Tutte le procedure adottate per l’ingresso e l’uscita da scuola, o per la divisione dei compiti durante la giornata, facilita l’apprendimento delle regole e del rispetto delle stesse.

Anche il semplice indossare o togliere il grembiule è un gesto che consente al bambino, troppo spesso “sostituito” dal genitore, di acquisire autonomia e sicurezza.

Avere cura delle piantine e dei pesciolini che trascorrono con loro la giornata, o occuparsi di tenere pulita l’aula e fare attenzione ai materiali, sono modi efficaci per responsabilizzarli.

L’agorà

Immagine tratta da emiliaromagnamamma.it

Un momento importante per la scuola senza zaino è l’agorà.

Si tratta di un angolo della classe, arredato con morbidi cuscini ed una piccola libreria, nel quale i bambini si recano all’inizio e alla fine  della giornata.

Qui la maestra illustra loro quali sono le attività che svolgeranno e chiede di esprimere il proprio stato d’animo, cercando di entrare in sintonia con i bambini e provando a favorire la comunicazione serena ed empatica tra di loro.

Porre attenzione alle emozioni dei bambini ed accompagnarli alla scoperta delle stesse, aiutandoli anche a gestirle, è fondamentale per la crescita  serena ed equilibrata dei nostri cuccioli d’uomo.

Questo è anche il luogo nel quale i piccoli, una volta terminato un lavoro, possono recarsi per sfogliare un libro.

Qui, poi, concludono la loro giornata, salutandosi ed esternando ancora una volta le proprie emozioni che possono aver subito un cambiamento.

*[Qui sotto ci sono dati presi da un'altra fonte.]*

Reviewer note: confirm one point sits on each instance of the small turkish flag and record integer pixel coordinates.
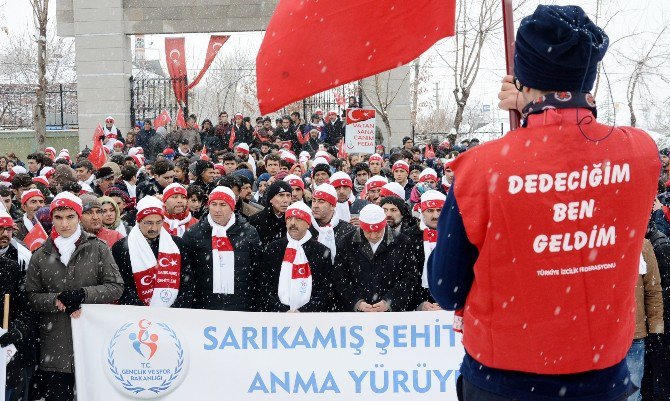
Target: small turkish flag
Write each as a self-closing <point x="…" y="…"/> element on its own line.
<point x="97" y="157"/>
<point x="163" y="119"/>
<point x="35" y="238"/>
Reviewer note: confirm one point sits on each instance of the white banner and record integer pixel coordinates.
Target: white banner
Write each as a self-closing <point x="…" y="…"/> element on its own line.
<point x="360" y="131"/>
<point x="126" y="352"/>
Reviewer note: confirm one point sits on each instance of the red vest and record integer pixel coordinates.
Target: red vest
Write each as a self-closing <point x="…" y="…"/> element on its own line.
<point x="558" y="221"/>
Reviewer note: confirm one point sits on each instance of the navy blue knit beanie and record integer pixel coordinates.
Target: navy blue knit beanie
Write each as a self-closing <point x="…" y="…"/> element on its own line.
<point x="558" y="48"/>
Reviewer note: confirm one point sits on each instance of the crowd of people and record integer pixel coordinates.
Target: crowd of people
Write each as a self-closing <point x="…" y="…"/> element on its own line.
<point x="191" y="219"/>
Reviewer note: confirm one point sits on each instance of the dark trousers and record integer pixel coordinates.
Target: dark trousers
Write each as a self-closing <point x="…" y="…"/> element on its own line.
<point x="468" y="392"/>
<point x="57" y="386"/>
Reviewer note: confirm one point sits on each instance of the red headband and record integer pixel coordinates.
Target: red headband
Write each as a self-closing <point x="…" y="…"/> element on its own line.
<point x="325" y="196"/>
<point x="147" y="212"/>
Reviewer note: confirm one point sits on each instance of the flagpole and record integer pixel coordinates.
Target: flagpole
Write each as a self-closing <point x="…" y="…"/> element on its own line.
<point x="508" y="29"/>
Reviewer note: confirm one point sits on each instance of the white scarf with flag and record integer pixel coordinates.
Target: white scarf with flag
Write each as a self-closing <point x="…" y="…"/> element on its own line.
<point x="157" y="279"/>
<point x="223" y="257"/>
<point x="295" y="278"/>
<point x="429" y="242"/>
<point x="327" y="233"/>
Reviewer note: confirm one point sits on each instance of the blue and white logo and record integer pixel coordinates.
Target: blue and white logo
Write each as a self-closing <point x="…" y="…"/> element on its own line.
<point x="146" y="360"/>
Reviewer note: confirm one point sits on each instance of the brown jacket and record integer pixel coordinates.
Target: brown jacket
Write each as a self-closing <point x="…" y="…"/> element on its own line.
<point x="92" y="268"/>
<point x="648" y="297"/>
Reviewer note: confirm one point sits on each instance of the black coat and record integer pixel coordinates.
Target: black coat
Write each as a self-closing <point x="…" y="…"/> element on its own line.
<point x="390" y="274"/>
<point x="247" y="250"/>
<point x="318" y="256"/>
<point x="13" y="282"/>
<point x="130" y="297"/>
<point x="270" y="227"/>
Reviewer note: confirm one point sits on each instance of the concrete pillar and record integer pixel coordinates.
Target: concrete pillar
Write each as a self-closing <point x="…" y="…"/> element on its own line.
<point x="104" y="66"/>
<point x="399" y="109"/>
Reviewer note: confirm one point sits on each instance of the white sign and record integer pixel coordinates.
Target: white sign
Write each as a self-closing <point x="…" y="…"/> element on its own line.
<point x="128" y="352"/>
<point x="360" y="131"/>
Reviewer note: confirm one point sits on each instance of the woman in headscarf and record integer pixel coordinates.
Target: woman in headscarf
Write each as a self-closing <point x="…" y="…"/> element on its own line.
<point x="111" y="217"/>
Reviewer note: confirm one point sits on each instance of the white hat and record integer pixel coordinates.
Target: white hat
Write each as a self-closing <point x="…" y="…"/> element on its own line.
<point x="428" y="174"/>
<point x="341" y="179"/>
<point x="432" y="199"/>
<point x="147" y="206"/>
<point x="224" y="194"/>
<point x="300" y="210"/>
<point x="294" y="181"/>
<point x="326" y="192"/>
<point x="393" y="189"/>
<point x="372" y="218"/>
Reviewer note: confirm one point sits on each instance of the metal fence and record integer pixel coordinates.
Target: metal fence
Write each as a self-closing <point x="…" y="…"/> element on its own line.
<point x="17" y="103"/>
<point x="150" y="96"/>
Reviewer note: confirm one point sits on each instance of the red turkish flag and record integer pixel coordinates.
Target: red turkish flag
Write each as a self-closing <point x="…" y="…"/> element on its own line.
<point x="175" y="57"/>
<point x="35" y="237"/>
<point x="181" y="122"/>
<point x="371" y="35"/>
<point x="163" y="119"/>
<point x="97" y="156"/>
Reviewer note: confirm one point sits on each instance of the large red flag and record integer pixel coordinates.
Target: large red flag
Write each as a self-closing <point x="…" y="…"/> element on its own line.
<point x="311" y="46"/>
<point x="35" y="237"/>
<point x="97" y="156"/>
<point x="175" y="57"/>
<point x="215" y="43"/>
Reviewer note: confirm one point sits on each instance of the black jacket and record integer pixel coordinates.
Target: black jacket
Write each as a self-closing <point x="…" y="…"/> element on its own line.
<point x="318" y="256"/>
<point x="269" y="226"/>
<point x="247" y="250"/>
<point x="13" y="282"/>
<point x="390" y="274"/>
<point x="130" y="297"/>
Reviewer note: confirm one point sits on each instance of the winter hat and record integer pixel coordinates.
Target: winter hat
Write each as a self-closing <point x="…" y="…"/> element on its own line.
<point x="201" y="166"/>
<point x="325" y="192"/>
<point x="428" y="174"/>
<point x="31" y="193"/>
<point x="558" y="48"/>
<point x="372" y="218"/>
<point x="321" y="167"/>
<point x="173" y="189"/>
<point x="147" y="206"/>
<point x="6" y="219"/>
<point x="324" y="154"/>
<point x="67" y="200"/>
<point x="223" y="194"/>
<point x="277" y="187"/>
<point x="376" y="181"/>
<point x="294" y="181"/>
<point x="376" y="158"/>
<point x="304" y="156"/>
<point x="42" y="180"/>
<point x="47" y="172"/>
<point x="263" y="177"/>
<point x="242" y="148"/>
<point x="393" y="189"/>
<point x="432" y="199"/>
<point x="104" y="172"/>
<point x="400" y="164"/>
<point x="89" y="202"/>
<point x="341" y="179"/>
<point x="299" y="210"/>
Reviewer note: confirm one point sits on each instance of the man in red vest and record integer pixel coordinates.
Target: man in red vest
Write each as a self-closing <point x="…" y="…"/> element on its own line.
<point x="540" y="238"/>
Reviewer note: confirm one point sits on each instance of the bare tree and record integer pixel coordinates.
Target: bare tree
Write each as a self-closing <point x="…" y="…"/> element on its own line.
<point x="382" y="94"/>
<point x="647" y="66"/>
<point x="41" y="17"/>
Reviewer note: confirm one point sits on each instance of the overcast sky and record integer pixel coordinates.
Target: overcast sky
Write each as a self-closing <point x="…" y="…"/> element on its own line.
<point x="640" y="16"/>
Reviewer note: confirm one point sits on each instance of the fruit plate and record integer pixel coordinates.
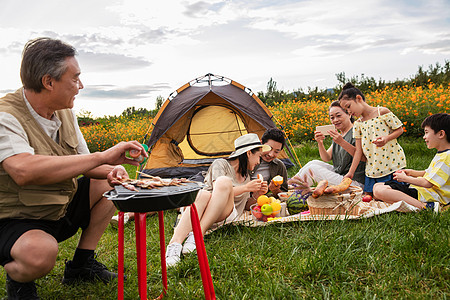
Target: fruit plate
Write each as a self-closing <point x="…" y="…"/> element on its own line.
<point x="345" y="203"/>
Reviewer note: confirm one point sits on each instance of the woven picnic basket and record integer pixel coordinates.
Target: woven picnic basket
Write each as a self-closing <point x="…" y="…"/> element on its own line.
<point x="345" y="203"/>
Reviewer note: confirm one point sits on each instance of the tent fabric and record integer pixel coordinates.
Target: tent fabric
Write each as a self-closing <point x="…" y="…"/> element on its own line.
<point x="200" y="123"/>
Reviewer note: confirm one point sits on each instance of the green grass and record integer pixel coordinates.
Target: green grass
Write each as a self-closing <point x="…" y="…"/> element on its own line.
<point x="392" y="256"/>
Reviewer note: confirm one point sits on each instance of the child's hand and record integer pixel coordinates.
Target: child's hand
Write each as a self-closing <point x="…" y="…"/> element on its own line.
<point x="298" y="182"/>
<point x="318" y="136"/>
<point x="337" y="138"/>
<point x="254" y="185"/>
<point x="400" y="175"/>
<point x="349" y="175"/>
<point x="380" y="141"/>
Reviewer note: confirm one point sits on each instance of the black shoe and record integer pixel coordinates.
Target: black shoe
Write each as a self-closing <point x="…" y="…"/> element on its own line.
<point x="91" y="271"/>
<point x="18" y="290"/>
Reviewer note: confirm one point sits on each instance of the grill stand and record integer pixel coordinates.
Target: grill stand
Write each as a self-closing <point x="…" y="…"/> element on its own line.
<point x="141" y="242"/>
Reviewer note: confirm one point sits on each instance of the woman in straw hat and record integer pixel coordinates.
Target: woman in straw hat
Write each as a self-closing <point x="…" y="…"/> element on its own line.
<point x="227" y="189"/>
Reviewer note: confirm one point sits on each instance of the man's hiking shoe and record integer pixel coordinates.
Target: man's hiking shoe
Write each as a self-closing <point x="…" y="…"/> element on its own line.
<point x="433" y="206"/>
<point x="20" y="291"/>
<point x="189" y="244"/>
<point x="91" y="271"/>
<point x="173" y="254"/>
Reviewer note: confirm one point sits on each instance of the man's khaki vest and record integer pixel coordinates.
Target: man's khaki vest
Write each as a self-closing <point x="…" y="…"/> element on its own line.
<point x="47" y="202"/>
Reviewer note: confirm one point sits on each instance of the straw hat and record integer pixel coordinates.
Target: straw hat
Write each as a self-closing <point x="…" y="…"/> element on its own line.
<point x="247" y="142"/>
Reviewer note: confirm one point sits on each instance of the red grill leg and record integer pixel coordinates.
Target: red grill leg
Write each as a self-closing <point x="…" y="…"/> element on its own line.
<point x="201" y="254"/>
<point x="162" y="250"/>
<point x="120" y="258"/>
<point x="141" y="243"/>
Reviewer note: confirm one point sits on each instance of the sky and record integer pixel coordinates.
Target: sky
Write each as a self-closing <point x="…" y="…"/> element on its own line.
<point x="132" y="51"/>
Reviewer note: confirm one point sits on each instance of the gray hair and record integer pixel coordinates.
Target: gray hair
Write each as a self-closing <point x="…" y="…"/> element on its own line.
<point x="43" y="56"/>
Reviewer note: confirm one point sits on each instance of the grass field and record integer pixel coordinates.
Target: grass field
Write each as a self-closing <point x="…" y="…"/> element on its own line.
<point x="391" y="256"/>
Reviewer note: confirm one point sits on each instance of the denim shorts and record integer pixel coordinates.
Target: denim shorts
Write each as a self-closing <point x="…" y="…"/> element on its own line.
<point x="370" y="182"/>
<point x="403" y="187"/>
<point x="77" y="216"/>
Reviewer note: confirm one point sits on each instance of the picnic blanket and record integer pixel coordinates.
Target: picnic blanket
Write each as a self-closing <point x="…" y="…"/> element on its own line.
<point x="367" y="210"/>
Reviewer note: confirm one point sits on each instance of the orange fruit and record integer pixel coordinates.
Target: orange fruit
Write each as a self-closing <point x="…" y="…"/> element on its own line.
<point x="263" y="199"/>
<point x="276" y="206"/>
<point x="277" y="180"/>
<point x="267" y="209"/>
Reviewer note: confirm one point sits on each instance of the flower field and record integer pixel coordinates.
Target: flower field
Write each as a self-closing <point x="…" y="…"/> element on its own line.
<point x="299" y="119"/>
<point x="410" y="104"/>
<point x="104" y="135"/>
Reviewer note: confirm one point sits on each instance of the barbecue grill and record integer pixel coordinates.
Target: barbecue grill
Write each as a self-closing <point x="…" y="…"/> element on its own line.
<point x="158" y="199"/>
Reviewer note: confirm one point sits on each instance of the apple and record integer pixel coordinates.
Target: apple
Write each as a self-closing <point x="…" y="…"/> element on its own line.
<point x="257" y="212"/>
<point x="266" y="209"/>
<point x="367" y="198"/>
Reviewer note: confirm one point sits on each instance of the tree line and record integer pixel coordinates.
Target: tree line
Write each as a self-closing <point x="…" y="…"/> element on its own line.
<point x="438" y="74"/>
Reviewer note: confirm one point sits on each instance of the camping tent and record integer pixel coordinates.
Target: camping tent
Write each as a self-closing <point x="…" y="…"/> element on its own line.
<point x="199" y="123"/>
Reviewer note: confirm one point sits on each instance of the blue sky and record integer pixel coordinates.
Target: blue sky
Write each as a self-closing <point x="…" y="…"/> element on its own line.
<point x="131" y="51"/>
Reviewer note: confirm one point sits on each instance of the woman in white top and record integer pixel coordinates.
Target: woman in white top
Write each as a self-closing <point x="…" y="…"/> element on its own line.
<point x="227" y="189"/>
<point x="340" y="152"/>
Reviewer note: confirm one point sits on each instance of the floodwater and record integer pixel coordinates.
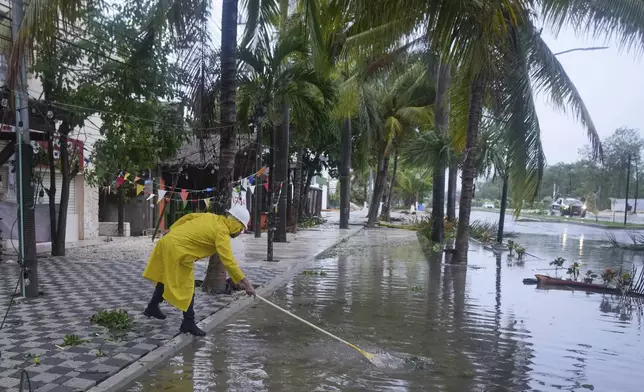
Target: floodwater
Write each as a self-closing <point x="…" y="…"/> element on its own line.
<point x="441" y="327"/>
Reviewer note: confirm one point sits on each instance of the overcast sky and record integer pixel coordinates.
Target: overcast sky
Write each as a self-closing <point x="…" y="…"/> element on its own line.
<point x="611" y="84"/>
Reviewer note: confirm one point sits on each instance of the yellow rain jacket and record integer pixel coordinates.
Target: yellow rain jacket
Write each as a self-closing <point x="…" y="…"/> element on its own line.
<point x="191" y="238"/>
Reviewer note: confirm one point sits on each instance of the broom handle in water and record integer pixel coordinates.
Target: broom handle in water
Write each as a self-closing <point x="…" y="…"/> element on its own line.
<point x="353" y="346"/>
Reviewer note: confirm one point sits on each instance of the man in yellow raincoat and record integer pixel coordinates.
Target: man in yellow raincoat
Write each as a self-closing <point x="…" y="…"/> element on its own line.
<point x="191" y="238"/>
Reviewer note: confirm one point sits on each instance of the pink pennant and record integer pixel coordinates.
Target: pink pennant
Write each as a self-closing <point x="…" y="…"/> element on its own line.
<point x="184" y="196"/>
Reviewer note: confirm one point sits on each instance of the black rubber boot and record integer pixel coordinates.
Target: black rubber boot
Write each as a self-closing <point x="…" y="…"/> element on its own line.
<point x="189" y="326"/>
<point x="153" y="310"/>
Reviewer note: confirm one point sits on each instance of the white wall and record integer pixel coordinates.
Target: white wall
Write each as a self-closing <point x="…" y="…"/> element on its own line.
<point x="83" y="224"/>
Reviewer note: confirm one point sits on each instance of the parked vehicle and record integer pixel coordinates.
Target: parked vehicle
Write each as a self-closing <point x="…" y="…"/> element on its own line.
<point x="567" y="206"/>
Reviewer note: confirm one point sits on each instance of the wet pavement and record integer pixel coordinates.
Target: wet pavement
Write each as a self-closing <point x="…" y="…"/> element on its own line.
<point x="453" y="328"/>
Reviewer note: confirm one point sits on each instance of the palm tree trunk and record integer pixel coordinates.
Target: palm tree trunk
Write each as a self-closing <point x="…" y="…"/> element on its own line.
<point x="504" y="204"/>
<point x="376" y="198"/>
<point x="469" y="170"/>
<point x="451" y="192"/>
<point x="386" y="208"/>
<point x="280" y="179"/>
<point x="51" y="193"/>
<point x="304" y="197"/>
<point x="68" y="174"/>
<point x="441" y="120"/>
<point x="215" y="280"/>
<point x="297" y="191"/>
<point x="121" y="213"/>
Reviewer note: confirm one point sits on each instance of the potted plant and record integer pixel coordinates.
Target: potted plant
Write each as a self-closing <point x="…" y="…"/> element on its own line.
<point x="573" y="271"/>
<point x="608" y="276"/>
<point x="558" y="263"/>
<point x="590" y="276"/>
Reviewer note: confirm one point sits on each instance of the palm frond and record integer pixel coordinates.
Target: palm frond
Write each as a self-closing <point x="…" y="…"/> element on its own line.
<point x="427" y="149"/>
<point x="260" y="14"/>
<point x="525" y="157"/>
<point x="41" y="21"/>
<point x="622" y="20"/>
<point x="550" y="76"/>
<point x="417" y="116"/>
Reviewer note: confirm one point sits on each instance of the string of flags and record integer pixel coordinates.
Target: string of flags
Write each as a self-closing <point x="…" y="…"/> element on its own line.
<point x="247" y="183"/>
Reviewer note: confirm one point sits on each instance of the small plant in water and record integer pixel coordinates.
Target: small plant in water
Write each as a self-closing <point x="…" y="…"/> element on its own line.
<point x="573" y="271"/>
<point x="608" y="276"/>
<point x="624" y="282"/>
<point x="314" y="273"/>
<point x="72" y="341"/>
<point x="590" y="276"/>
<point x="511" y="246"/>
<point x="558" y="263"/>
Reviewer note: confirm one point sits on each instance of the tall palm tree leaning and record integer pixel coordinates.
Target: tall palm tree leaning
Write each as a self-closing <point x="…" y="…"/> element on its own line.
<point x="472" y="33"/>
<point x="441" y="123"/>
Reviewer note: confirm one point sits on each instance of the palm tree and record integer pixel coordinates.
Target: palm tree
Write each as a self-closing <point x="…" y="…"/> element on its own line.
<point x="399" y="100"/>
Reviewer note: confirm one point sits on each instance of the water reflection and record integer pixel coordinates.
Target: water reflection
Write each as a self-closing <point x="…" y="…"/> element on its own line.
<point x="482" y="329"/>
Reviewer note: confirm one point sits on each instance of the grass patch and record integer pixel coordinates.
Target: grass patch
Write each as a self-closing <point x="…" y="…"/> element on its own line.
<point x="310" y="221"/>
<point x="116" y="321"/>
<point x="72" y="341"/>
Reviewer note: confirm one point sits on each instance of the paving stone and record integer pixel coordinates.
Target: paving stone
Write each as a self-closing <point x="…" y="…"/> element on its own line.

In questo modo, dunque, la scuola si mette al servizio del bambino, lo accoglie, lo accompagna e diventa un luogo ospitale, grazie anche agli arredi, tutti pensati a dimensione di bambino.

Abbiamo sempre, giustamente, pensato che il compito principale della scuola sia quello di formare i cittadini di domani, i buoni cittadini.

Ebbene, insegnare ai bambini il senso della comunità, della cooperazione e del rispetto reciproco può renderli, certamente, adulti attenti a quella che gli antichi greci chiamavano polis, la città da tutti partecipata, che tutti avevano a cuore.

E’ importante, poi, sapere che le insegnanti che scelgono di abbracciare questo modello sono disposte a mettersi in discussione, ad aggiornarsi costantemente, ad accettare il monitoraggio ministeriale attraverso il lavoro di ispettori a ciò preposti.

Dedicano alla realizzazione degli strumenti didattici ed all’arredamento dell’aula tutto il periodo estivo.

Anche gli strumenti tecnologici non mancano, infatti ogni aula è dotata di LIM.

La mia esperienza personale

Allo stato attuale, posso dirmi pienamente soddisfatta del lavoro che la mia bambina sta svolgendo.

I progressi sono stati visibili e graduali nel corso dei mesi.

Didatticamente non ho notato differenze, tanto meno in negativo, con i figli di amiche che, invece, frequentano la scuola tradizionale.

Ho avvertito in lei un maggior grado di autonomia ed una migliore capacità di organizzazione delle proprie attività.

Ciò che, più di tutto, mi rende consapevole di aver compiuto la scelta giusta è il sorriso con cui ogni mattina la mia bambina varca la soglia della scuola, lo stesso sorriso con cui mi racconta come si è svolta la sua giornata.

Non ha mai manifestato il desiderio di non andare a scuola, ma è sempre stata felice di cominciare una nuovo giorno.

Questo credo che sia l’aspetto più importante.

Un bambino desideroso di andare a scuola sarà un bambino disposto ad imparare.

Sicuramente, la scuola senza zaino, modellandosi a dimensione di bambino, ne favorisce l’inserimento.

Spero che la mia esperienza possa essere utile alle tante mamme che in questi giorni si apprestano a scegliere per i propri figli.

Il mio consiglio, però, è anche quello di andare a vedere con i vostri occhi l’istituto scolastico che i vostri bimbi dovranno frequentare, magari approfittando dell’open day che tutte le scuole in questo periodo organizzano.

In questo modo, potrete confrontarvi con il dirigente ed il personale docente, cui avrete la possibilità di porre delle domande e provare, così, a fugare i vostri dubbi.

Qualunque scelta facciate, ciò che conta è che la facciate con convinzione e consapevolezza.